If $f(x) = \sqrt{\frac{x - \sin x}{x + \cos^2 x}}$, then $\lim_{x\to\infty} f(x)$ is

• A. 0
• B. $\infty$
• C. 1
• D. None of these

Answer 1

Answer: (C)

1

Answer 2

To find the limit of $f(x) = \sqrt{\frac{x - \sin x}{x + \cos^2 x}}$ as $x$ approaches infinity, we can analyze the expression inside the square root.

We have:

$\lim_{x\to\infty} \frac{x - \sin x}{x + \cos^2 x}$

Divide both the numerator and the denominator by $x$:

$\lim_{x\to\infty} \frac{1 - \frac{\sin x}{x}}{1 + \frac{\cos^2 x}{x}}$

Now, consider the limits of $\frac{\sin x}{x}$ and $\frac{\cos^2 x}{x}$ as $x$ approaches infinity.

Since $-1 \le \sin x \le 1$, we have $-\frac{1}{x} \le \frac{\sin x}{x} \le \frac{1}{x}$. As $x \to \infty$, $\frac{1}{x} \to 0$, so by the Squeeze Theorem, $\lim_{x\to\infty} \frac{\sin x}{x} = 0$.

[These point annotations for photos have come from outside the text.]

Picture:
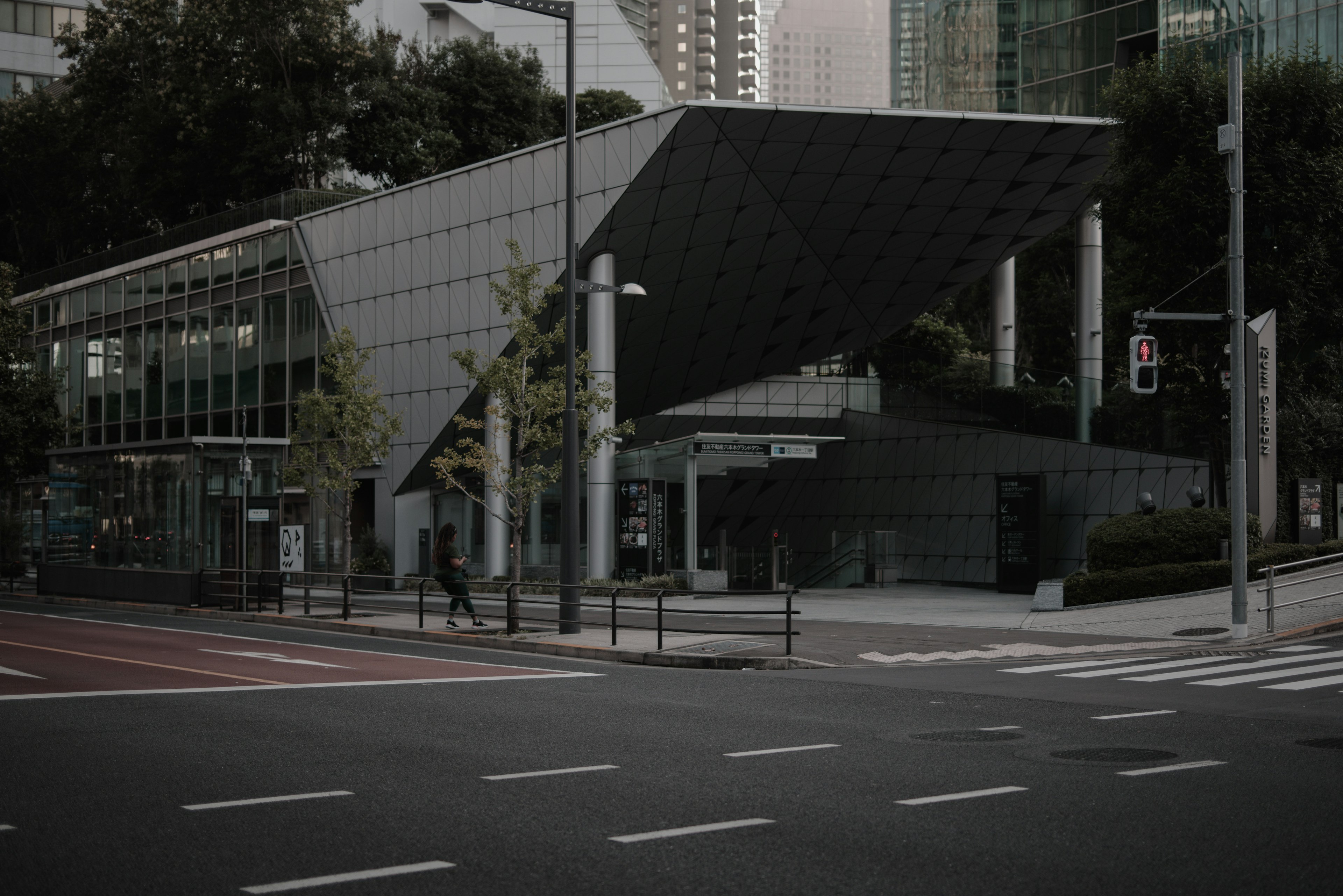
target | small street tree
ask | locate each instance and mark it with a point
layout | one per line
(528, 401)
(339, 432)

Similarly, since $0 \le \cos^2 x \le 1$, we have $0 \le \frac{\cos^2 x}{x} \le \frac{1}{x}$. As $x \to \infty$, $\frac{1}{x} \to 0$, so by the Squeeze Theorem, $\lim_{x\to\infty} \frac{\cos^2 x}{x} = 0$.

Substituting these limits back into the expression:

$\lim_{x\to\infty} \frac{1 - 0}{1 + 0} = \frac{1}{1} = 1$

Now, take the square root of the limit:

$\lim_{x\to\infty} f(x) = \sqrt{1} = 1$

Thus, the limit of $f(x)$ as $x$ approaches infinity is 1.